- Coat of arms Location of commune in the Bío Bío Region Quilleco Location in Chile
- Coordinates: 37°28′S 71°58′W﻿ / ﻿37.467°S 71.967°W
- Country: Chile
- Region: Bío Bío
- Province: Bío Bío

Government
- • Type: Municipality
- • Alcalde: Jaime Quilodrán Acuña (ILE)

Area
- • Total: 1,121.8 km^{2} (433.1 sq mi)
- Elevation: 366 m (1,201 ft)

Population (2017 Census)
- • Total: 9.587
- • Density: 0.008546/km^{2} (0.02213/sq mi)

Sex
- • Men: 4.720
- • Women: 4.867
- Time zone: UTC-4 (CLT)
- • Summer (DST): UTC-3 (CLST)
- Area code: 56 + 43
- Website: Municipality of Quilleco

= Quilleco =

Quilleco (literally means "water of tears") is a Chilean town and commune located in the Bío Bío Province, Bío Bío Region.

==Demographics==

According to the 2002 census of the National Statistics Institute, Quilleco spans an area of 1121.8 sqkm and has 10,428 inhabitants (5,378 men and 5,050 women). Of these, 5,486 (52.6%) lived in urban areas and 4,942 (47.4%) in rural areas. Between the 1992 and 2002 censuses, the population fell by 0.6% (64 persons).

==Economy==

The principal economic activity of the area is agriculture with traditional crops such as beets and wheat in addition with vast plantations of exotic radiata pine and eucalyptus. Another important activity is the generation of electric energy with two electric grids at Rucúe and Quilleco, the latter of which was inaugurated 23 July 2007 by former president Michelle Bachelet. It treats and utilizes the flowing waters of the Laja River and its tributaries. Rucúe has a 160 MW installed potential, and its average annual generation is 1.190 GWh.
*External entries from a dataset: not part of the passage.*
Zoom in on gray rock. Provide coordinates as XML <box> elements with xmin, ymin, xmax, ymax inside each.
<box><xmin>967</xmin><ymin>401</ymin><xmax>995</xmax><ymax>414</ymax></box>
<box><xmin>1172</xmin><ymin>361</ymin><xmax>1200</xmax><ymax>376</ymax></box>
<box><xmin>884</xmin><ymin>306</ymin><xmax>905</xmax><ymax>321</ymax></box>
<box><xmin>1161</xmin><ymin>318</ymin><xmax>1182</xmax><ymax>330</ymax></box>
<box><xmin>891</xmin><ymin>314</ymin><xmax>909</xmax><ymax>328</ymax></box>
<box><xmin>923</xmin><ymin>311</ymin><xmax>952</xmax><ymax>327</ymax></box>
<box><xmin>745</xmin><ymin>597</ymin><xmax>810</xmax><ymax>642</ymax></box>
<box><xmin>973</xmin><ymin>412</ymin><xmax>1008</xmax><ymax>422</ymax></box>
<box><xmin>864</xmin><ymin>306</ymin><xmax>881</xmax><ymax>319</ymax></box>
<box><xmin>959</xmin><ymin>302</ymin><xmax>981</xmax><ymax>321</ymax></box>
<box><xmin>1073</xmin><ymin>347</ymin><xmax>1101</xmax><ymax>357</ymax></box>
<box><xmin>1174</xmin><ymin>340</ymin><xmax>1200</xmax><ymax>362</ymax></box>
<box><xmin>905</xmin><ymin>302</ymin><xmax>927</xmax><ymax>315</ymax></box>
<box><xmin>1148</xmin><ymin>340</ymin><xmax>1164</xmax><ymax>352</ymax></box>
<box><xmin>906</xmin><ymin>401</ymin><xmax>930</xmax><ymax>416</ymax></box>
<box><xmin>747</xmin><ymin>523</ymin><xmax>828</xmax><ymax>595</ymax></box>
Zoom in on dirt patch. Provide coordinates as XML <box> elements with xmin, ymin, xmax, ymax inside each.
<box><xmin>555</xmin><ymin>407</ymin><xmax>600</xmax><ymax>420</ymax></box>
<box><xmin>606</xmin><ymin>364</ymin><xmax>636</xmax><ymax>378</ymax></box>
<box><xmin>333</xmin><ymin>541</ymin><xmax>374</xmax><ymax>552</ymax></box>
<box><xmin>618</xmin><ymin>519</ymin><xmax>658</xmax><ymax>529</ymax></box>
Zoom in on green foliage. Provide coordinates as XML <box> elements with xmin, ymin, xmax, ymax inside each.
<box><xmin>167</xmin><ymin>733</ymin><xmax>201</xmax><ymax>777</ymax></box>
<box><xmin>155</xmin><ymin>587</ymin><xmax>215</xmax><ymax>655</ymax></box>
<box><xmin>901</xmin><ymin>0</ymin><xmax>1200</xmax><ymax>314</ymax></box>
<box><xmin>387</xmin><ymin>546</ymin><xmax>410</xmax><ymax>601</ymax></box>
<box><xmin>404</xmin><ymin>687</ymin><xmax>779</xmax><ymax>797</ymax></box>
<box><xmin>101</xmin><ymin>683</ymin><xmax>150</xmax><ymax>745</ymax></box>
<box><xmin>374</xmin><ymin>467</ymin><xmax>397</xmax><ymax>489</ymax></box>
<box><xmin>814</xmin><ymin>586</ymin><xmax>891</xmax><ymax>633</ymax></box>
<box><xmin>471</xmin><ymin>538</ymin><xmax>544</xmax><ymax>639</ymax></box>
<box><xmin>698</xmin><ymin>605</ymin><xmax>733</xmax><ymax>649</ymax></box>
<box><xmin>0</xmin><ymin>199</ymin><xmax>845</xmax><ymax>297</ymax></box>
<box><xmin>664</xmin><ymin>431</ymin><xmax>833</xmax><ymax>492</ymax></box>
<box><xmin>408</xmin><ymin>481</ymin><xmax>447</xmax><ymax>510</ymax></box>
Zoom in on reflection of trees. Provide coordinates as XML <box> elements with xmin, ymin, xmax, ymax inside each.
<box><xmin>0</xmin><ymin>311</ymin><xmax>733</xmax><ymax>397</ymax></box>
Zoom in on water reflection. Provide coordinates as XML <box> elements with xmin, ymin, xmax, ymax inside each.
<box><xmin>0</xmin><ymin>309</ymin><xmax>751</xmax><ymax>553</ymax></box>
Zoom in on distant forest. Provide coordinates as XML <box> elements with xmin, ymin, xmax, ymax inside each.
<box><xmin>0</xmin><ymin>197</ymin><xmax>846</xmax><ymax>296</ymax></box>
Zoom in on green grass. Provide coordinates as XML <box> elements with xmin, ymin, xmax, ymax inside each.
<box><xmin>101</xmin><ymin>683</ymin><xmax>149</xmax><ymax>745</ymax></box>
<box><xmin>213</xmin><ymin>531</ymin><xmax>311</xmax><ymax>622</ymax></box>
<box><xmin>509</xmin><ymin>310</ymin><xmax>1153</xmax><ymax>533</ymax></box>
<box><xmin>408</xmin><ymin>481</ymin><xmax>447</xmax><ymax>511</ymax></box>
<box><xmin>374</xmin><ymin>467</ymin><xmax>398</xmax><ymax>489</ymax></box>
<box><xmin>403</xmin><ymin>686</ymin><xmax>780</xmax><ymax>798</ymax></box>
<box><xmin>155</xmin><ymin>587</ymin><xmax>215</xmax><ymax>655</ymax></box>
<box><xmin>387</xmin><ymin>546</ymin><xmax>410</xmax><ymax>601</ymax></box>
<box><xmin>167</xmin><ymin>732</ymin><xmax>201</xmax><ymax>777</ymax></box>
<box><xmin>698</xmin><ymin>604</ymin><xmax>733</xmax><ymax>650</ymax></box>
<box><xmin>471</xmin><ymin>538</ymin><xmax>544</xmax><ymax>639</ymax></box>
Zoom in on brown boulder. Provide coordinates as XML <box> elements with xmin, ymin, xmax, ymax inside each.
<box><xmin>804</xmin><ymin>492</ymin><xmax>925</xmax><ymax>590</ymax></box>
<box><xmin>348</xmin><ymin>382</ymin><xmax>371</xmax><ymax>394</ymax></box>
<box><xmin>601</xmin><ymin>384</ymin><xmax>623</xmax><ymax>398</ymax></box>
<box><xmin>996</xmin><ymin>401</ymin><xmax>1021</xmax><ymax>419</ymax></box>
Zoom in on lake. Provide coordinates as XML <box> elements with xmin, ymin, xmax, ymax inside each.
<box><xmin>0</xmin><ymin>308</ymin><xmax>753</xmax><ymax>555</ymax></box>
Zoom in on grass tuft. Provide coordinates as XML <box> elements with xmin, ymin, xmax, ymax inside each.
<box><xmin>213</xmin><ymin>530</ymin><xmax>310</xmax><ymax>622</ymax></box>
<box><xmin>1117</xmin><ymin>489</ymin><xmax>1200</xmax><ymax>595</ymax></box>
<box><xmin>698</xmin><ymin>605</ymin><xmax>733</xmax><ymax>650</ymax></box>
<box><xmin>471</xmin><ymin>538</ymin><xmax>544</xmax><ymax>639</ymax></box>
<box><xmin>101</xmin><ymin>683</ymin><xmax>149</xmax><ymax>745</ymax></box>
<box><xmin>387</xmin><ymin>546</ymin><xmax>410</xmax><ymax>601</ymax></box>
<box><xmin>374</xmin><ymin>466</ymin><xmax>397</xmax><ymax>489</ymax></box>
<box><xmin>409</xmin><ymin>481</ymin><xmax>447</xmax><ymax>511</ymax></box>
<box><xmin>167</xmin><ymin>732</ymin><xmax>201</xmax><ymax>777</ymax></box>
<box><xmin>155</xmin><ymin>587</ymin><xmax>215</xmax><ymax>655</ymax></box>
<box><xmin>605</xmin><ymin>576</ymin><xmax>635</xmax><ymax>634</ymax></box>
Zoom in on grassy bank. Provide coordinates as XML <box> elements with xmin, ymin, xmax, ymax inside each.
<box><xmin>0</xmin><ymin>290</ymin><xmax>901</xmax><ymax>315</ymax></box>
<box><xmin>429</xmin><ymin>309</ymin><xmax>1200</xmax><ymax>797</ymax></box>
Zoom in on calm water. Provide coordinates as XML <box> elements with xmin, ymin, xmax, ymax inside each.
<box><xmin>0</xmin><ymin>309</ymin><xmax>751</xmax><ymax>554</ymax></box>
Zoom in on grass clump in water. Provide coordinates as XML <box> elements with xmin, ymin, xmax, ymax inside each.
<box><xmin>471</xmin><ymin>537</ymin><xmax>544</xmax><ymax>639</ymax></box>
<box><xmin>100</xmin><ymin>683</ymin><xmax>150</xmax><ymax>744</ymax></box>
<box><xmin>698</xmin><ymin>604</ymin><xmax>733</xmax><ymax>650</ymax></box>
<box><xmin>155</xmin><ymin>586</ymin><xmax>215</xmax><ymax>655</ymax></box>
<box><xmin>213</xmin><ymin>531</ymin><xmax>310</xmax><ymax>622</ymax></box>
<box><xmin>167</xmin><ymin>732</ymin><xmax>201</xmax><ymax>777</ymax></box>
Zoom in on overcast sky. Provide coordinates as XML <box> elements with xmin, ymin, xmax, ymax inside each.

Quilleco has a 70 MW installed potential, and it generates an average annual of 450 GWh.

==Administration==
As a commune, Quilleco is a third-level administrative division of Chile administered by a municipal council, headed by an alcalde who is directly elected every four years. The 2008-2012 alcalde is Rodrigo Tapia Avello (ILE). The municipal council has the following members:
- Sergio Daniel Espinoza Almendras (PDC)
- Claudio Velosos Vallejos (ILE)
- Miriam Soto Quezada (PRSD)
- Omar Parra Lagos (ILA)
- German Sepulveda Mellado (PS)
- Eduardo Bartholomaus Strick (UDI)

Within the electoral divisions of Chile, Quilleco is represented in the Chamber of Deputies by Juan Lobos (UDI) and José Pérez (PRSD) as part of the 47th electoral district, together with Los Ángeles, Tucapel, Antuco, Santa Bárbara, Quilaco, Mulchén, Negrete, Nacimiento, San Rosendo, Laja and Alto Bío Bío. The commune is represented in the Senate by Victor Pérez Varela (UDI) and Mariano Ruiz-Esquide Jara (PDC) as part of the 13th senatorial constituency (Biobío-Coast).